Film fantastique racontant l'histoire d'une famille puritaine anglaise exilée en Amérique au XVIIe siècle, parmi les premiers colons européens qui se sont installées en Nouvelle-Angleterre, à l'extrême Nord-Est des Etats-Unis actuels. Le film reprend le folklore lié au mythe de la sorcière en évitant habillement les effets tape-à-l'oeil d'un film d'horreur classique. La démarche du réalisateur est beaucoup plus "naturaliste", comme le caractérise le fait de s'ancrer dans une réalité historique, ce qui permet de donner plus de crédibilité aux phénomènes fantastiques proprement dits. Plus qu'un simple film d'épouvante, il s'agit d'une réflexion sur la nature et la religion, avec des thèmes et des questionnements relatifs à la nature de l'homme en lui-même (dans quelle mesure celle-ci est corrompue, au travers de la question du péché originel, de la culpabilité de l'existence et du satanisme), auxquels font échos ceux relatifs à la nature en elle-même (dans quelle mesure celle-ci est elle hostile, voire malfaisante?), en illustrant ceux-ci par l'incarnation du mal dans un être fantastique, la sorcière, qui s'incarne elle-même dans les animaux liés à sont être mythologique, comme le corbeau ou le lièvre.

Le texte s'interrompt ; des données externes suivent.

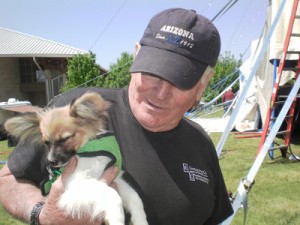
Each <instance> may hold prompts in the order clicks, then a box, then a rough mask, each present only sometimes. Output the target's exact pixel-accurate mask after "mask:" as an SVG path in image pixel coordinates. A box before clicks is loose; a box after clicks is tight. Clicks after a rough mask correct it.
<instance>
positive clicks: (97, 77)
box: [61, 52, 104, 92]
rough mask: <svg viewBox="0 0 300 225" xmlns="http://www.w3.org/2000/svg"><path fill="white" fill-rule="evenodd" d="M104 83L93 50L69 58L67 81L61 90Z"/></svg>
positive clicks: (98, 85) (95, 57)
mask: <svg viewBox="0 0 300 225" xmlns="http://www.w3.org/2000/svg"><path fill="white" fill-rule="evenodd" d="M103 83H104V79H103V76H102V75H101V74H100V67H99V65H97V64H96V55H95V54H94V53H92V52H89V53H88V54H78V55H76V56H74V57H73V58H70V59H68V72H67V81H66V83H65V85H64V87H63V88H62V89H61V92H66V91H68V90H71V89H74V88H76V87H79V86H80V87H90V86H94V87H101V86H102V85H103Z"/></svg>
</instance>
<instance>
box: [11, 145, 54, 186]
mask: <svg viewBox="0 0 300 225" xmlns="http://www.w3.org/2000/svg"><path fill="white" fill-rule="evenodd" d="M46 159H47V149H46V148H45V146H44V145H37V144H32V143H31V142H30V141H24V142H21V143H19V144H18V145H17V146H16V147H15V149H14V150H13V152H12V153H11V154H10V156H9V158H8V161H7V165H8V168H9V169H10V171H11V173H12V174H13V175H14V176H15V178H17V179H25V180H29V181H31V182H33V183H35V184H36V185H37V186H38V185H39V183H40V182H41V181H42V180H44V179H45V178H46V177H47V176H48V171H47V169H46V162H47V160H46Z"/></svg>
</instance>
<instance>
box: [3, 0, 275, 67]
mask: <svg viewBox="0 0 300 225" xmlns="http://www.w3.org/2000/svg"><path fill="white" fill-rule="evenodd" d="M0 2H1V8H0V27H3V28H7V29H10V30H14V31H18V32H21V33H25V34H29V35H33V36H37V37H40V38H44V39H47V40H50V41H54V42H57V43H61V44H64V45H68V46H71V47H74V48H78V49H82V50H86V51H92V52H93V53H95V54H96V61H97V63H98V64H99V65H101V66H102V67H104V68H106V69H109V66H110V65H111V64H112V63H116V62H117V59H118V58H120V56H121V54H122V53H123V52H128V53H133V52H134V45H135V43H136V42H138V41H139V40H140V39H141V37H142V35H143V33H144V30H145V28H146V26H147V24H148V22H149V20H150V19H151V17H152V16H154V15H155V14H156V13H158V12H160V11H162V10H164V9H167V8H174V7H180V8H186V9H194V10H196V11H197V12H198V13H199V14H202V15H204V16H206V17H207V18H209V19H213V18H214V17H215V16H216V15H217V13H218V12H219V11H220V10H221V9H222V8H223V7H224V6H225V5H226V4H227V3H228V2H229V0H198V1H197V0H0ZM268 2H269V0H238V2H237V3H236V4H235V5H234V6H233V7H232V8H231V9H229V10H228V11H227V12H226V13H225V14H224V15H223V16H221V17H218V18H217V19H215V20H214V21H213V23H214V24H215V26H216V27H217V29H218V30H219V33H220V36H221V42H222V47H221V54H222V55H225V52H227V51H230V52H231V53H232V54H234V56H235V58H236V59H239V58H240V54H243V53H244V52H245V51H246V54H245V56H244V57H247V54H249V51H247V49H248V47H249V45H250V43H251V41H252V40H255V39H257V38H259V37H260V35H261V33H262V30H263V28H264V26H265V22H266V13H267V7H268ZM243 59H244V58H243Z"/></svg>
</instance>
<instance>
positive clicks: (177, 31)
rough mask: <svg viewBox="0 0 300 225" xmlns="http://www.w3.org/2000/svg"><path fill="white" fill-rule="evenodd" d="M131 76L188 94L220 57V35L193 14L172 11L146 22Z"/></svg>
mask: <svg viewBox="0 0 300 225" xmlns="http://www.w3.org/2000/svg"><path fill="white" fill-rule="evenodd" d="M140 44H141V48H140V51H139V52H138V54H137V55H136V57H135V59H134V61H133V64H132V66H131V68H130V72H144V73H147V74H152V75H154V76H158V77H160V78H162V79H164V80H167V81H169V82H171V83H172V84H173V85H175V86H176V87H178V88H180V89H184V90H188V89H191V88H192V87H194V85H195V84H196V83H197V82H198V81H199V79H200V78H201V76H202V74H203V73H204V71H205V69H206V68H207V66H208V65H210V66H212V67H213V66H215V65H216V63H217V60H218V57H219V54H220V48H221V41H220V35H219V32H218V30H217V29H216V27H215V26H214V25H213V24H212V22H211V21H210V20H209V19H207V18H206V17H204V16H201V15H199V14H197V13H196V11H194V10H187V9H182V8H172V9H167V10H164V11H162V12H160V13H158V14H157V15H155V16H154V17H153V18H152V19H151V20H150V22H149V24H148V26H147V28H146V30H145V32H144V35H143V37H142V39H141V40H140Z"/></svg>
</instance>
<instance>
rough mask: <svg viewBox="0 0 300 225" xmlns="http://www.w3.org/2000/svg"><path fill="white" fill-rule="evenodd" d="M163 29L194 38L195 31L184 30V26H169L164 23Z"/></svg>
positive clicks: (176, 34)
mask: <svg viewBox="0 0 300 225" xmlns="http://www.w3.org/2000/svg"><path fill="white" fill-rule="evenodd" d="M160 30H161V31H164V32H167V33H172V34H175V35H178V36H181V37H185V38H188V39H190V40H194V33H192V32H190V31H187V30H184V29H182V28H178V27H174V26H168V25H164V26H163V27H162V28H161V29H160Z"/></svg>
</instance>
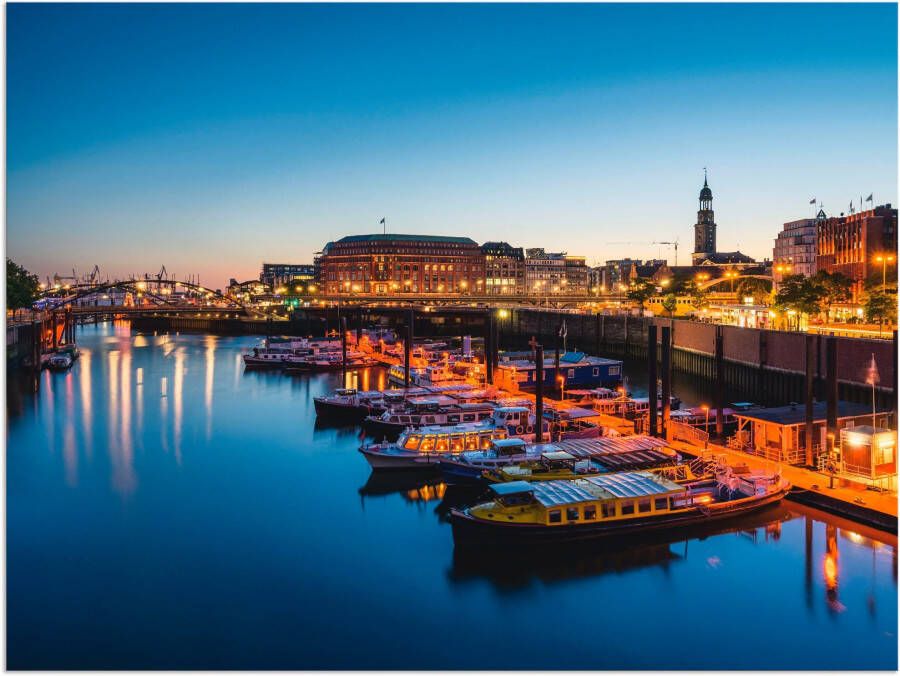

La figure supérieure du mal, Satan, s'incarnant quand à lui dans un bouc... noir.
Le point fort du film est selon moi l'esthétique visuelle (la photographie) et sonore qui permet d'instaurer un climat de tension perpétuel. L'action se situant autour d'une ferme isolée à la lisière de la forêt, on a presque affaire avec un huis-clos, même si il y a de nombreuses scènes en extérieur, mais toujours avec une luminosité blafarde (pas un seul rayon de soleil, mais plutôt un ciel bas, voire de la pluie, ou alors des scènes sombres, dans la forêt ou de nuit/au crépuscule). Le centre de ce huis-clos étant la cellule familiale, qui va peu à peu se disloquer au gré des évènements surnaturels qui vont intervenir sporadiquement. La santé mentale des protagonistes va ainsi se détériorer petit à petit, et, au travers des thèmes de la possession diabolique, de la folie et de l'isolement, on peut faire un rapprochement lointain avec "Shining" de Stanley Kubrick (et jusqu'au niveau musical, puisqu'on est parfois pas loin de l'"Utrenja" de Penderecki). C'est un aspect assez intéressant du film qui offre ainsi un autre degré de lecture, que ce soit au travers de références cinématographiques, mais aussi folkloriques ou picturales : au niveau folklorique, le film est d'une certaine façon un miroir inversé en version pour adultes des contes pour enfants, avec des références légères au Petit chaperon rouge ou à Blanche neige. Au niveau pictural, certains plans sont de véritables tableaux de toute beauté, qui font penser à la peinture flamande ou à certains tableaux de Goya. Alors, malgré quelques faiblesses ou maladresses, comme la trop grande rapidité de l'introduction du contexte historique de même que celle de l'irruption de phénomène surnaturels, ainsi qu'un appui parfois un peu lourd sur le thème de la culpabilité religieuse (on sent que le réalisateur a dû être traumatisé par ces questions dans son enfance), "The vvitch" est un film hautement recommandable, de par son aspect visuel et son propos qui offre une réflexion intéressante sur le satanisme (entre autres).